The problem that many employers are now faced with is the growing trend of people who are not satisfied with their work. According to the Society for Human Resource Management, employee job satisfaction has consistently decreased in recent years. In 2009, 86 percent of U.S. employees claimed they were satisfied with their current jobs. In 2012, that number dropped to 81 percent. With a better outlook for the job market, the Society for Human Resource Management reported the rate of employee replacement appears likely to climb as people view the job market as more welcoming to prospective employment seekers.
John Baldoni, chair of leadership development consultancy N2Growth, told Business 2 Community that keeping employees engaged is crucial to a high retention rate.

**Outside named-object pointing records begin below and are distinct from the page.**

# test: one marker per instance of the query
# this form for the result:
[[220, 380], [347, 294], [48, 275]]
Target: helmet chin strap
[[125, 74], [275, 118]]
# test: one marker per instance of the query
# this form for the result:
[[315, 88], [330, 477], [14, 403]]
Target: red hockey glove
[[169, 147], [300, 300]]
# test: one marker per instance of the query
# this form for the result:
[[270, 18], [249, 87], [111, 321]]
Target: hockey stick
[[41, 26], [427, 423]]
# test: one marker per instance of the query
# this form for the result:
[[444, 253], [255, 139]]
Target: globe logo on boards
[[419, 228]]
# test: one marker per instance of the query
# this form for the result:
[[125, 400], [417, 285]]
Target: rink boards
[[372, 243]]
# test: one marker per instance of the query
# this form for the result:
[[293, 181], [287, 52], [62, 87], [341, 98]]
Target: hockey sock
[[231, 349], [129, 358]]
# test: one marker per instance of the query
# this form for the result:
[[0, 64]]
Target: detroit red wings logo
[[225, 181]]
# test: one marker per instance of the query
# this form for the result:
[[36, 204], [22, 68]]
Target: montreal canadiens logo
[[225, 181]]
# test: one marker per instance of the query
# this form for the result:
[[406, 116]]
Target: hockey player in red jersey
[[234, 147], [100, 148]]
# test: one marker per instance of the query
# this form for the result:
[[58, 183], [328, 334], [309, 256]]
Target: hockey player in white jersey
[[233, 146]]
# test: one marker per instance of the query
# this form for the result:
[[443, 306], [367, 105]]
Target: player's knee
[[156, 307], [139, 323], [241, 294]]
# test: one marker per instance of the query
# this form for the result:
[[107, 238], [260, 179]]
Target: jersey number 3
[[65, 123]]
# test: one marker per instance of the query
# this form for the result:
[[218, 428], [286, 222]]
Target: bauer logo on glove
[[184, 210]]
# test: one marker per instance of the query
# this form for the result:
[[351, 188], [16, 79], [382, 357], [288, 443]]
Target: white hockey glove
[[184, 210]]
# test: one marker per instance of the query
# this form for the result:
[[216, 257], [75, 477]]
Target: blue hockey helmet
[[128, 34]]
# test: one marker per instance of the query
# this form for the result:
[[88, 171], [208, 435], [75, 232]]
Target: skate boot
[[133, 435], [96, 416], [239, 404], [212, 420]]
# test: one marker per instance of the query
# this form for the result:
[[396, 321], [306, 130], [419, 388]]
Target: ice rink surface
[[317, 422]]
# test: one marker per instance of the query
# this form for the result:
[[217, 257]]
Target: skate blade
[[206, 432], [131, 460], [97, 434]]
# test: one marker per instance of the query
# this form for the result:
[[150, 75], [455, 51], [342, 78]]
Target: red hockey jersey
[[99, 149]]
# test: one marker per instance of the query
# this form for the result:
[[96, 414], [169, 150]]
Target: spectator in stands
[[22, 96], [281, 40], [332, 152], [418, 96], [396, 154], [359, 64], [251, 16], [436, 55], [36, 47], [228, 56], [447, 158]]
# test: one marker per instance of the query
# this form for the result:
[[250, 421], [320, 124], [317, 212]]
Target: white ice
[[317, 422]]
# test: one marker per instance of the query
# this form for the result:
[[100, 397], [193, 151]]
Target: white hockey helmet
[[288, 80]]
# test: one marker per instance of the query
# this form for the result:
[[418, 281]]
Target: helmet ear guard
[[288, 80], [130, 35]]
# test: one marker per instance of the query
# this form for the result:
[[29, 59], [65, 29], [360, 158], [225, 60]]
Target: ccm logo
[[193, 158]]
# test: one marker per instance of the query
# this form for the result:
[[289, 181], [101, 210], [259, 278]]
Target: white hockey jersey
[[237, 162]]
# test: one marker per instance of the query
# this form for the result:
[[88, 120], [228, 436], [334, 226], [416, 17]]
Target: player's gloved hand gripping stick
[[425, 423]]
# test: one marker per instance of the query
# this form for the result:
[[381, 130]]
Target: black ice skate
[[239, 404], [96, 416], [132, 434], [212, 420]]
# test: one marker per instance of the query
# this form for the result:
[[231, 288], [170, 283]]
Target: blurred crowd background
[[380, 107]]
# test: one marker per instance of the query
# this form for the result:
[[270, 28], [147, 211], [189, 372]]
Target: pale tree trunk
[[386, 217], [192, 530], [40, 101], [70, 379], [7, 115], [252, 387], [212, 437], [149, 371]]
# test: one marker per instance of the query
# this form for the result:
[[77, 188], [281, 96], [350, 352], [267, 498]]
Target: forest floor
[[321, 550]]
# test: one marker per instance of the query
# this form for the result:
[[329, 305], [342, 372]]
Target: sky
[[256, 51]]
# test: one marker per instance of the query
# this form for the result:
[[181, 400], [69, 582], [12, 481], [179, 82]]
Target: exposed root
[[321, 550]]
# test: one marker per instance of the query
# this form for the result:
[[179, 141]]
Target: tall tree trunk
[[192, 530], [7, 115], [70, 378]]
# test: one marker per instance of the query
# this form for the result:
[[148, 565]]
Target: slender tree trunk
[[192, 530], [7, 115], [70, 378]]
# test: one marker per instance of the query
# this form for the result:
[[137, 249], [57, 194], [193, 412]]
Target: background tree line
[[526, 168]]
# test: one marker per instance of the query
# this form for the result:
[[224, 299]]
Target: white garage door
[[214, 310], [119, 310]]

"People want to come to work, understand their jobs and know how their work contributes to the success of the organization," he said.
When this type of engagement isn't prevalent, employees tend to have problems relating to a company, which includes the work they are completing.
How to keep employees engaged?
Don Rheem, a founding partner of the consulting firm Engagient, has advised thousands of CEOs on how to keep employees happy in the workplace. The main theme surrounding Rheem's tips to keep employees enthused about work is that culture is king. Rheem told Entrepreneur that company culture might be more vital to success than most business owners or HR leaders ever thought.
"Culture is a social ecosystem - it's rarely in a perfect state," Rheem said. "It's either thriving or it's in the hands of the gossipers and the rumormongers and the cynics and the grudge collectors."
Rheem claimed that engagement is the main cause of voluntary effort. He said it's the difference between a worker who does the bare minimum and one that goes beyond the call of duty to complete his or her work in terrific fashion. Rheem reported that the majority of employees are much more likely to go above and beyond when they fall in line with company culture.
"We're trying to create a work environment where employees see their own progress in the company's progress," he said, "where it's not just a career but 'a place I go to find meaning and purpose in my life.'"
Rheem likes to keep up to date with employees whenever he is consulting for a particular company. He said Engagient provides a 26-question poll of employees asking them questions such as if they think their opinions count or if they trust their manager.
"If you see you're trending down, you know with great certainty that every goal you have is going to be harder to achieve, whether it's about customer loyalty, profitability, the wellness of my employees - all of those things are on the decline," he said.
Engagement by the numbers
According to a poll from Gallup, a business posting scores in the top half of their sector in employee engagement has nearly double the odds of success when compared with those in the bottom half. Businesses in the 99th percentile of employee engagement have quadruple the success rates with those at the opposite end of the spectrum. To calculate success, Gallup used a formula of data ranging from financial, retention, safety, quality, shrinkage and absenteeism metrics.
Employee engagement impacted several different performance outcomes. Comparing the top performers in engagement to companies lacking solid employee engagement, the top-quartiles have 48 percent fewer safety incidents, 37 percent lower absenteeism, 21 percent higher productivity and 22 percent high profitability.